How often do you get the rising moon and a rainbow (and not a moonbow!) in the same image? I actually don’t know, but both are visible in this pic … though both are extremely faint and hard to see. The rainbow is nearly impossible to see – at the right side of the pic, nearly vertical – and it was suuuuuuuper faint in reality, too. But as I was nearly stumped (again!) by clouds to see the moonrise, I shot it anyway. 🙂

But the MOST crazy pic of last night:

I’d love to say I planned the above image … but I didn’t! I was taking pix of the moon, high in the sky, between cloud layers (! can’t we have some rain, please, with those clouds??), and the plane photobombed my moon!!!! HA! The dark streak behind it is its contrail. I’m astounded that the moon is as sharp as it is because I’d only aimed and started hitting the shutter when the plane zoomed by.

The world is a wondrous place. 🙂 Especially with mustangs … not pictured, but always there.





Nature for the win

30 08 2025

That’s rain beyond Tenaz. 🙂

It wasn’t in the forecast. Of the previous six days that had rain chances, we got rain only one of those days. The rain yesterday was *wildly* variable, even just over Spring Creek Basin. Some places didn’t anything; some got something.
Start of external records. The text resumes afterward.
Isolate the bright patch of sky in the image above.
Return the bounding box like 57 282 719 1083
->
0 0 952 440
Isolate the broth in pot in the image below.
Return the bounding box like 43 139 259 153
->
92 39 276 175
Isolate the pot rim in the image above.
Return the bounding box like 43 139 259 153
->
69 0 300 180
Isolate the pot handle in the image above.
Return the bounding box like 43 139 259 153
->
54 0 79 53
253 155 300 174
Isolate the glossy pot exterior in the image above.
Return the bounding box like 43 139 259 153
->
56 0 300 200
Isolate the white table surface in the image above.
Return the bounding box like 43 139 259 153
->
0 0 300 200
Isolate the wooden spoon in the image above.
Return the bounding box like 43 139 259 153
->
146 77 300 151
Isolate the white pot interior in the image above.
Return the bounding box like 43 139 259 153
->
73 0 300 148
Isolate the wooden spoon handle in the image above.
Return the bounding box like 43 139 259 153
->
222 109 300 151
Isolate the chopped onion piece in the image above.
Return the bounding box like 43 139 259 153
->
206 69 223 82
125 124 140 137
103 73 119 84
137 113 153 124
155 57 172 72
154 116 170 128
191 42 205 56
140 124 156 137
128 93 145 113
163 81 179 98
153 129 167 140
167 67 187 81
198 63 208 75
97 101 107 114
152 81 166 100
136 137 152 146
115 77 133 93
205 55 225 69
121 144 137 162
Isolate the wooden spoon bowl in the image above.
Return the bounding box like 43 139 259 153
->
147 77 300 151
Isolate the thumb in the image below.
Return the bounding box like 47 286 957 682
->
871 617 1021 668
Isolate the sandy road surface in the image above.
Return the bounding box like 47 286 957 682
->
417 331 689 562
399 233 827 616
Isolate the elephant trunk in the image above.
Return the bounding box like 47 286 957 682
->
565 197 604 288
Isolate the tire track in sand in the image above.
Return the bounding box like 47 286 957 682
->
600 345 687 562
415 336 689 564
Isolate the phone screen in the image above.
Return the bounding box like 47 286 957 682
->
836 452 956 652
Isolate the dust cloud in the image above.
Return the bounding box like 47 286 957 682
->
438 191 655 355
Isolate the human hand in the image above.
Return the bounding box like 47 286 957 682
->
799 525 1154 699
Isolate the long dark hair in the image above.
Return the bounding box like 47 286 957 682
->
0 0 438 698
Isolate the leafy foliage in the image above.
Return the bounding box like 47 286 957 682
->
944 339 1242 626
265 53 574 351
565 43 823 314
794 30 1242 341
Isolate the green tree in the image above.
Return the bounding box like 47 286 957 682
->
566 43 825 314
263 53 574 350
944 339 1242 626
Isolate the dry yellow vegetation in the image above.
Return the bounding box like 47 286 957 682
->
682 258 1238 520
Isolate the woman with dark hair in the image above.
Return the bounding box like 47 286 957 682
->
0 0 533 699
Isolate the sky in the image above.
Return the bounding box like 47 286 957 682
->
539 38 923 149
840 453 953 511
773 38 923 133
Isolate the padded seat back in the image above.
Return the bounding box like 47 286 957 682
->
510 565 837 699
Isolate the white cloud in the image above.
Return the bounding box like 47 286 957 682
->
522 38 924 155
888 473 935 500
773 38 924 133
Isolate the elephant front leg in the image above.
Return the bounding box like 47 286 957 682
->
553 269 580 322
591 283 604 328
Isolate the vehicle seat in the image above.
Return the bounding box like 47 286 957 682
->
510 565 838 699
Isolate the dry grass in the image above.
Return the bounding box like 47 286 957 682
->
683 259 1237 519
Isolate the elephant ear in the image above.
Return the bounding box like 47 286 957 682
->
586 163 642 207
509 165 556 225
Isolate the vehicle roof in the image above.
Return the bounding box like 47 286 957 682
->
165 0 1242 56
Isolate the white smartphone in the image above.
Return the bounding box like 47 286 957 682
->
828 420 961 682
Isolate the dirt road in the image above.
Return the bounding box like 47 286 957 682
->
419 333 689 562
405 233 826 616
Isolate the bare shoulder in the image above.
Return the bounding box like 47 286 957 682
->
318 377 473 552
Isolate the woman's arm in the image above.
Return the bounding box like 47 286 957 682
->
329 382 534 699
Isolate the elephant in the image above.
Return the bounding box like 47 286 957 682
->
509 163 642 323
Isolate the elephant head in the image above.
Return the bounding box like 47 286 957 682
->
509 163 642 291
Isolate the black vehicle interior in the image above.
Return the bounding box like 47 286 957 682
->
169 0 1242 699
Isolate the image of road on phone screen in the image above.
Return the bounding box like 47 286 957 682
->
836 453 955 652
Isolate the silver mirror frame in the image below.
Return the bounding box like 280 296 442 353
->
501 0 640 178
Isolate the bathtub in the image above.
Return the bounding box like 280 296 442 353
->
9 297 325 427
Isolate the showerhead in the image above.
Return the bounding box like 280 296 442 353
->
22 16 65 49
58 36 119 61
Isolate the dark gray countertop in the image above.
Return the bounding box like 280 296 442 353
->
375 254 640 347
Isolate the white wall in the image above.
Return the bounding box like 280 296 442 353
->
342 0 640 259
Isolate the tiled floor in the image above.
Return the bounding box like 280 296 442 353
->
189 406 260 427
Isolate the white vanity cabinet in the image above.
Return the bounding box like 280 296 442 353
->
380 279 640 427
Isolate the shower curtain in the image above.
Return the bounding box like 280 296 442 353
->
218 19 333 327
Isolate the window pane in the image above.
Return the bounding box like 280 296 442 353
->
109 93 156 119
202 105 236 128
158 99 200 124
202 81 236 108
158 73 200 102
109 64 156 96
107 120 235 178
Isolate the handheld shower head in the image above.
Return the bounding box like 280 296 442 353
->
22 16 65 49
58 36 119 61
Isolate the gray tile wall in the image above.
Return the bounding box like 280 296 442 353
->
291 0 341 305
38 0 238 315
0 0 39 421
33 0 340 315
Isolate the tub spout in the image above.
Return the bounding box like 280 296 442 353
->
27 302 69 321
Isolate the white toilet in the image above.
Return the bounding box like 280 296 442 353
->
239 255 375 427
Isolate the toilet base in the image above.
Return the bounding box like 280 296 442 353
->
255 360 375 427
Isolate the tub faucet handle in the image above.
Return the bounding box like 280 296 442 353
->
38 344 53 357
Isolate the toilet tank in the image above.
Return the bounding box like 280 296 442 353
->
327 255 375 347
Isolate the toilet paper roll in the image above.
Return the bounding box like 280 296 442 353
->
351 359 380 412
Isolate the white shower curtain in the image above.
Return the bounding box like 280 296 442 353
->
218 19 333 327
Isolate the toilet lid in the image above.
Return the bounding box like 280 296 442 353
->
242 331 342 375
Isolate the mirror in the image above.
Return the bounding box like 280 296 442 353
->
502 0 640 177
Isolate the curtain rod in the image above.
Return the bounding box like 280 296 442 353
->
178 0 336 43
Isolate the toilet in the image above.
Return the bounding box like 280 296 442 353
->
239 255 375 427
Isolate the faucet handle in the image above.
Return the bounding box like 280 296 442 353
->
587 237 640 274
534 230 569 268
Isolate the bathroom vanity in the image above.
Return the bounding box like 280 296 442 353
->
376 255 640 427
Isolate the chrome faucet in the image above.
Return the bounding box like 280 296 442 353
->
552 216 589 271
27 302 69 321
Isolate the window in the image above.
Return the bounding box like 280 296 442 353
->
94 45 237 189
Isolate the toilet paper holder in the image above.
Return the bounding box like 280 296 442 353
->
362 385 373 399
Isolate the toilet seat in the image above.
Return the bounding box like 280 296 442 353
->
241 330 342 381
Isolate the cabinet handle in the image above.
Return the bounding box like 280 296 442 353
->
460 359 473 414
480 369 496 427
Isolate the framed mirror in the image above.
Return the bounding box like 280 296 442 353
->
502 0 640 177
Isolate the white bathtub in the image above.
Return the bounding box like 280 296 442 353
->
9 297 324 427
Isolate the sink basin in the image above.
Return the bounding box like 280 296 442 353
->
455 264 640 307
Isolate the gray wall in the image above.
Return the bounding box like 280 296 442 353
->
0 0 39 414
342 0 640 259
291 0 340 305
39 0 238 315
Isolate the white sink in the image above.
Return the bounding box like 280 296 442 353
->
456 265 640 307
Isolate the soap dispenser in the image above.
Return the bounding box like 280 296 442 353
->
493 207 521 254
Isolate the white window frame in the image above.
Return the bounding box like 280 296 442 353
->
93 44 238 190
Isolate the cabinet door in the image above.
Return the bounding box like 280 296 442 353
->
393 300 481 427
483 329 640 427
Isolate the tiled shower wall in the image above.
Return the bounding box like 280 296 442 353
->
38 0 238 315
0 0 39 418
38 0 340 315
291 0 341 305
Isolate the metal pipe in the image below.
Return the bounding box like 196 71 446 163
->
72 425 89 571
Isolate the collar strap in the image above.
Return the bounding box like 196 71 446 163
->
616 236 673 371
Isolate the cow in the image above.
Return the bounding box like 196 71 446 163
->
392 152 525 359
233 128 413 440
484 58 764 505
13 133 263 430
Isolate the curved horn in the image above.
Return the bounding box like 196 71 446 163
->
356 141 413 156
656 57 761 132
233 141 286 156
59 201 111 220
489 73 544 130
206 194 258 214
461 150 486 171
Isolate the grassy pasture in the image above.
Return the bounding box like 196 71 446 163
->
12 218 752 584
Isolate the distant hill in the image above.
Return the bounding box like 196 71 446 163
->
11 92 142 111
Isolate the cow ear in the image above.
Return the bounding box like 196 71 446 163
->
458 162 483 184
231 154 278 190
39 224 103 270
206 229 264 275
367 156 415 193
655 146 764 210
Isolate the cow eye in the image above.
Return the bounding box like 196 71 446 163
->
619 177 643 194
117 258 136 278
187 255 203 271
We’ll take anything, anytime. 🙂





Clearing

28 08 2025

Storms don’t last long here; rain showers don’t linger. The sky clears quickly.

Usually.

The above is the eastern horizon beyond Spring Creek Basin from not very far below the western rimrock boundary as the last storm (Tuesday morning) cleared. The rain was in the morning; the pic is from early afternoon.

Wowza.

Mustangs were grazing below me, but I couldn’t get them in the view until Buckeye had a chat with Maiku.





Damp

27 08 2025

It may not look very damp, but it was – after a quarter of an inch of rain that morning! McKenna Peak and Temple Butte were wreathed in clouds (very unusually) until early afternoon, and this doesn’t capture that, but Tenaz is the star of the show anyway. 🙂

That gives us 0.35 inch of rain (Friday afternoon and Tuesday morning), which is more than we’ve gotten in about three months? At least. The ground still is pretty dry under the top layer of dampened soil, but it has to help the vegetation (and the water catchments, too).





‘Rain is a good thing’

26 08 2025

There are places where the horses drink where they also can roll and get muddy, but I like to hope that Cassidy Rain’s “adobe coat” (thank you, Sue!) is from anywhere in the whole wide basin that got rain on Friday. The damp ground didn’t last long, but it was a relief, nonetheless.

(Thanks to Luke Bryan for the title of today’s post: “Rain IS a good thing“!)